Managing Mobile, Cloud and Social Media SecurityBy Bob Violino | Posted 2013-04-04 Print
These popular technologies create unique security threats, which, if not addressed, can lead to serious problems for all types and sizes of organizations.
As mobile computing and cloud-enabled services become more pervasive, "hackers and fraudsters will begin to take advantage of any shortcomings they can to steal money, information or anything else of value they can monetize," LaRosa says. "We need to move toward newer technologies that provide hardware-based isolation, enabling dangerous tasks to be run with minimal access and privileges."
ADP is looking at how technologies such as micro-virtualization, which abstracts applications from hardware and runs them in isolated environments, can help it defend against the next generation of threats in the cloud and mobile environments.
Securing Mobile Devices
Also dealing with the security issues of mobility and the cloud is Loring Ward, a San Jose, Calif., provider of investment and business management services. "Because Loring Ward is a nationwide firm, the use of mobile technology is very important," says Randy Rudolph, vice president of corporate infrastructure. "Of paramount importance is the ability to secure the data on the mobile devices."
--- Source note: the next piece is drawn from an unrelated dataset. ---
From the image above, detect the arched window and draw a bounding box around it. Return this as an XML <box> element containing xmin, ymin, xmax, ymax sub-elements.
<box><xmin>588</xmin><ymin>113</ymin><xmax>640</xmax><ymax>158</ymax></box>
The firm recently initiated a bring-your-own-device (BYOD) policy, enabling employees to access the company's secure platform using their own smartphones and tablets. As part of this program, Loring Ward is using a mobile device management (MDM) platform from Fiberlink that lets it manage devices remotely and encrypt data that belongs to the firm, while not touching employees' personal data or applications.
"We have the ability to lock the device and perform geo-tracking and geo-fencing of the device, as well as [conducting] a device wipe or just [wiping] the firm's data contained on the device," Rudolph says.
Loring Ward has a private cloud, which it uses for critical internal systems and applications such as email and voice over IP communications, as well as for disaster recovery. Multiple departments in the company "use some type of cloud-based service that enables them to perform at a much higher level than before," Rudolph says.
To secure data in the cloud, Loring Ward uses the Box platform that provides a central repository for most of its data. It also includes security features such as single sign-on, data encryption, access controls and audit logs.
In addition, the company has established security guidelines "that exceed the regulatory guidelines we are to follow," Rudolph says. "Each in-house system, as well as those in development and all of the cloud applications, must adhere to these strict security guidelines. We will not employ cloud-based services that cannot match or exceed these stringent guidelines."
Clearly, it's critical for organizations to implement strategies, technologies and processes to deal with the security threats created by cloud, enterprise mobility and social media.